If anyone would know, it’s Randy Moss. The 2018 Pro Football Hall of Fame inductee and all-time great had his own lowlights during his 16-year NFL career, and plenty of his own diva-worthy moments. So his ESPN colleague Adam Schefter reported Sunday that Moss reached out to Thomas over the last week to offer a pep talk.
The contents of that conversation are unclear, but we might have an idea based off what Moss had to say on ESPN’s Monday Night Countdown preview show back on Nov. 2. At the time, Moss stressed one point to Thomas amid dogged trade talk speculation: the Saints have invested more than a big contract in him, and it’s vital for the 27-year old to appreciate that.
“I think it’s just (important) for Michael Thomas to understand that this organization built their offense around you, okay?” Moss said, continuing: “And all the numbers, all the records that he’s breaking there, where else could he go to break those numbers?
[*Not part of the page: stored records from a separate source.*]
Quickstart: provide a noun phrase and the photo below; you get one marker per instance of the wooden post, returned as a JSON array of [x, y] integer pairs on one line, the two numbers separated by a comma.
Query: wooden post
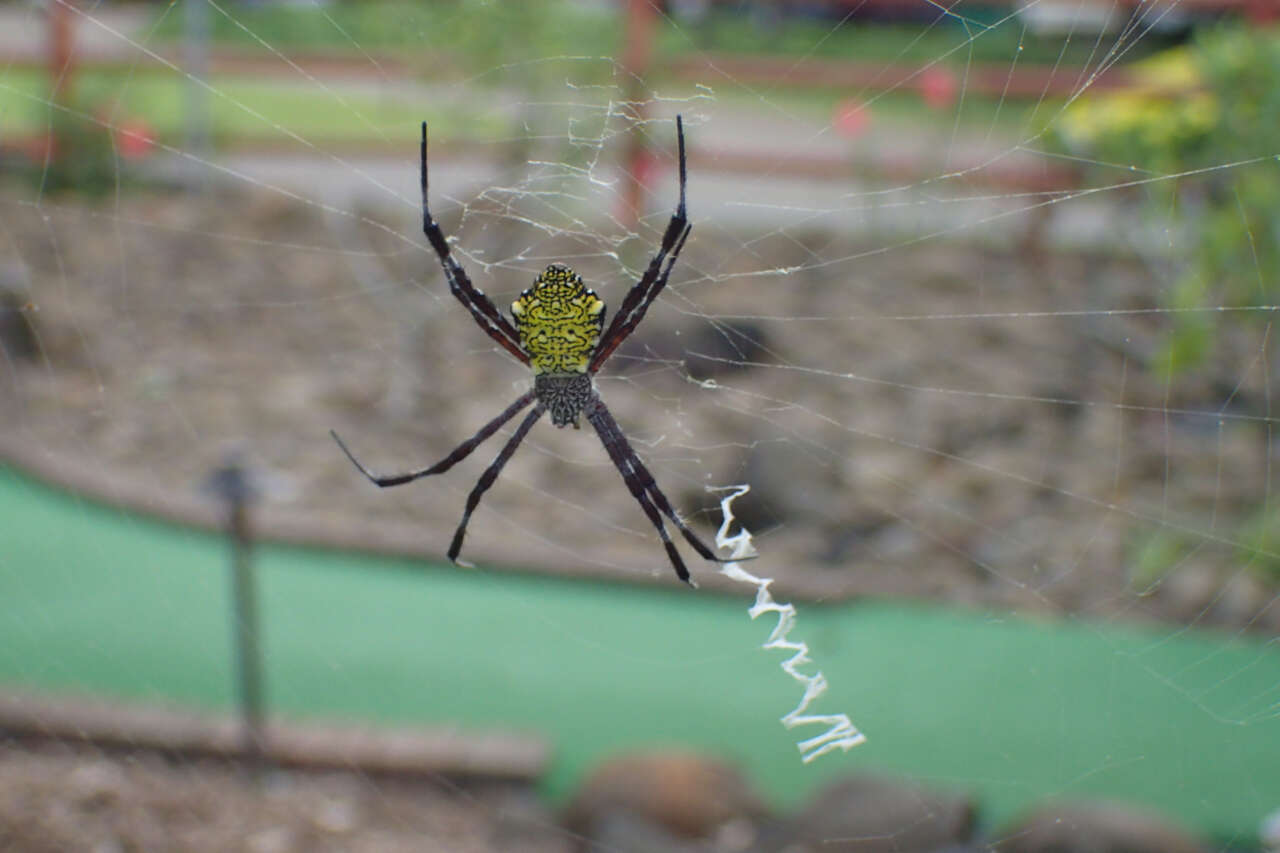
[[60, 41], [636, 56]]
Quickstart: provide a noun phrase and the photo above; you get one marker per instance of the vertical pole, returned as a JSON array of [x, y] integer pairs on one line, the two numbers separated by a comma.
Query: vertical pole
[[636, 56], [231, 483], [60, 39], [248, 656], [195, 56]]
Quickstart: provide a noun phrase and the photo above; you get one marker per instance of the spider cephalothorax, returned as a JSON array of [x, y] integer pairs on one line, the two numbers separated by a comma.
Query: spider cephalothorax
[[560, 334]]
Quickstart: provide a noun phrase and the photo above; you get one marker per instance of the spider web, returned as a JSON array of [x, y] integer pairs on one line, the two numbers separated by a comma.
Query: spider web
[[932, 340]]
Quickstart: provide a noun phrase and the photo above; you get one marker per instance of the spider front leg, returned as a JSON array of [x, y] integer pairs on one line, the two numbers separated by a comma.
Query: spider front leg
[[481, 309], [647, 290], [489, 475], [644, 488]]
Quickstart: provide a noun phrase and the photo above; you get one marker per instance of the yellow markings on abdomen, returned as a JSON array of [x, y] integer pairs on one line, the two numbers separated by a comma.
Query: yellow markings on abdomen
[[558, 320]]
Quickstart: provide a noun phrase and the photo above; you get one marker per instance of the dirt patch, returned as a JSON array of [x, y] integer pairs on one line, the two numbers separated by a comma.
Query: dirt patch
[[944, 422], [56, 797]]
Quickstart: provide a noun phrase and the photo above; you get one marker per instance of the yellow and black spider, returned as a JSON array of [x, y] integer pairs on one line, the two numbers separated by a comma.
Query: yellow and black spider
[[560, 333]]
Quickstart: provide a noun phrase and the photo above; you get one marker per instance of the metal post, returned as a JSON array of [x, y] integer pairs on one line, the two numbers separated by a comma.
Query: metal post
[[195, 58], [636, 55], [60, 40], [232, 484]]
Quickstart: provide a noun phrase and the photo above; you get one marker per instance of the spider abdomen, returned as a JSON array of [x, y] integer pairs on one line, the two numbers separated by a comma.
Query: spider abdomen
[[565, 395], [558, 320]]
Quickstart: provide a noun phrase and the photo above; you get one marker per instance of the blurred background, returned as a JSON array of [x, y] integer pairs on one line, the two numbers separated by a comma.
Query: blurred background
[[978, 301]]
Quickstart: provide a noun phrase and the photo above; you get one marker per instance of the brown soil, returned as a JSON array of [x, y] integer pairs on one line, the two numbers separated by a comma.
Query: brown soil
[[987, 454], [56, 798]]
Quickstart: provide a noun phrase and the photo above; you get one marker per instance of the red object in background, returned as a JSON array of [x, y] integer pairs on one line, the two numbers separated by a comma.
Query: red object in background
[[851, 118], [938, 87], [135, 140]]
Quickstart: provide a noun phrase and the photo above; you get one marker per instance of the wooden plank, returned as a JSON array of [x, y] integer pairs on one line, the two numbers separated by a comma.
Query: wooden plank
[[451, 752]]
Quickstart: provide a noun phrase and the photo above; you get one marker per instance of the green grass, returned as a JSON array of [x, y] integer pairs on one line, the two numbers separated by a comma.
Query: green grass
[[101, 602], [483, 35], [243, 108]]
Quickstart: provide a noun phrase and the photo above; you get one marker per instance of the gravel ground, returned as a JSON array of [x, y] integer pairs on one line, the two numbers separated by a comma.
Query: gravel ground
[[58, 798], [988, 455]]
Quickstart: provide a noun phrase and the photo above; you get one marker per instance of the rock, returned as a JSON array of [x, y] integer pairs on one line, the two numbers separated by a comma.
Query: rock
[[1095, 828], [684, 794], [876, 815]]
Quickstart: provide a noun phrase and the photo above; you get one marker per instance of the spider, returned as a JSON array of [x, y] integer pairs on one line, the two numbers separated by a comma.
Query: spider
[[560, 333]]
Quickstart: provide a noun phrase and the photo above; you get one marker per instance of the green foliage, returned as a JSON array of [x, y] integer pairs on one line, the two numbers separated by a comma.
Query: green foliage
[[958, 39], [480, 35], [1202, 127], [1260, 543], [1152, 557], [80, 153]]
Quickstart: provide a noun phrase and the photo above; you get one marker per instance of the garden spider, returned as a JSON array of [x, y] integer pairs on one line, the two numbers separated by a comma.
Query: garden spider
[[560, 333]]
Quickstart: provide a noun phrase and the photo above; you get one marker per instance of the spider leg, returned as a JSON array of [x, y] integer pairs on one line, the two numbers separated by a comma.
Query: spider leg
[[645, 480], [493, 323], [490, 474], [647, 290], [455, 456]]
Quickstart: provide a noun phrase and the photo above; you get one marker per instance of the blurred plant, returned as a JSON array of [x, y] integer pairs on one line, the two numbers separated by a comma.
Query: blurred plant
[[76, 154], [1260, 543], [1205, 117]]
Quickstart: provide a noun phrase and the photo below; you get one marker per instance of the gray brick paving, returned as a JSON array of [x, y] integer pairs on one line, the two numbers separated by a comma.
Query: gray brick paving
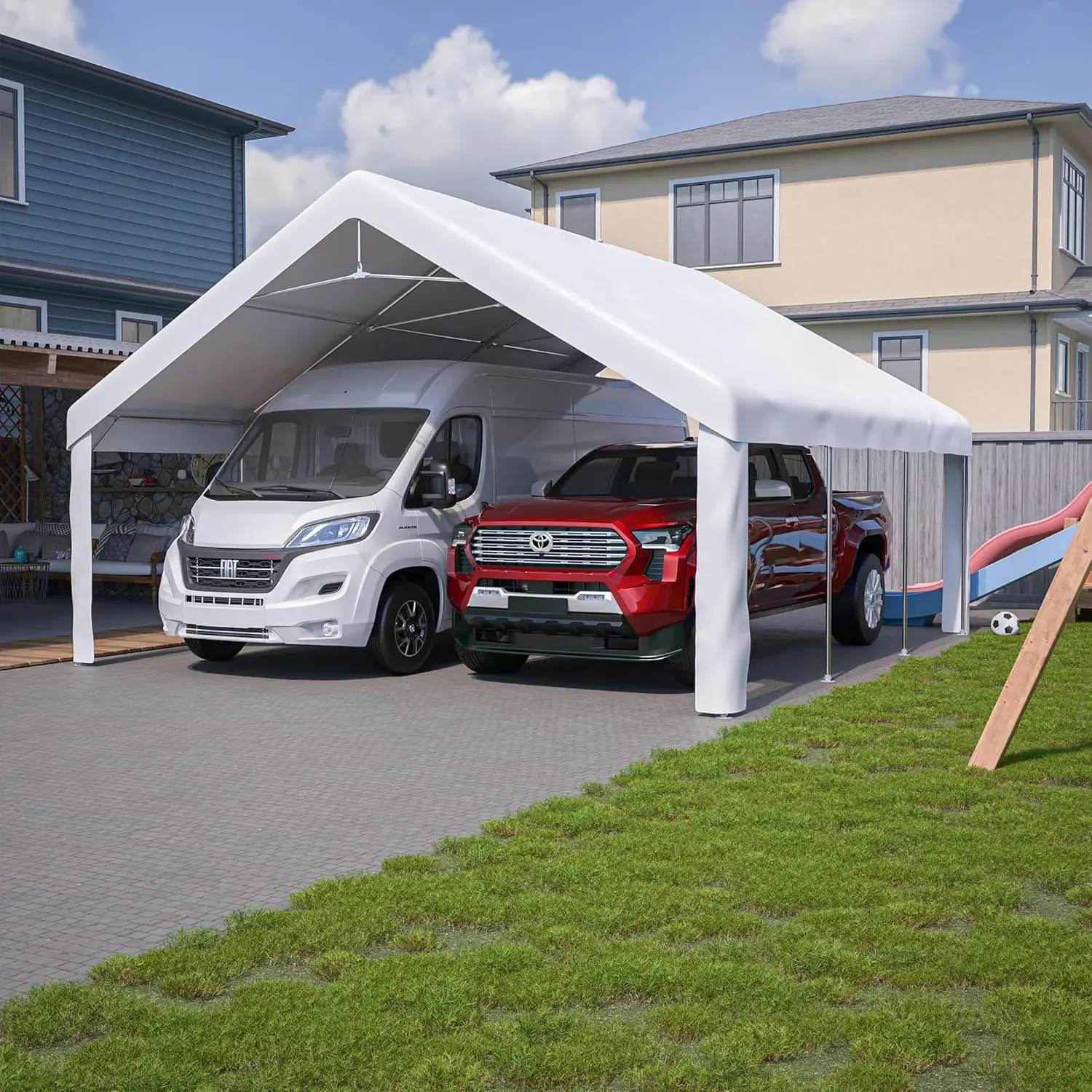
[[151, 793]]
Who else is going to be able to get a guy with that contract and bring him in to pick up where he left off?”
That message is clear — Thomas is at his best with the Saints, and the New Orleans offense is at its most efficient with No. 13 on top of the depth chart.
It’s a point Moss circled back to. Great as Alvin Kamara has been this year (making his own Offensive Player of the Year case), the Saints can’t rely on him to win games alone deep into the playoffs: “But let me say this about their offense: when you have the offense designed around you, and your running back leads the team in receptions, that’s not a winning — that’s not a Super Bowl-winning formula.”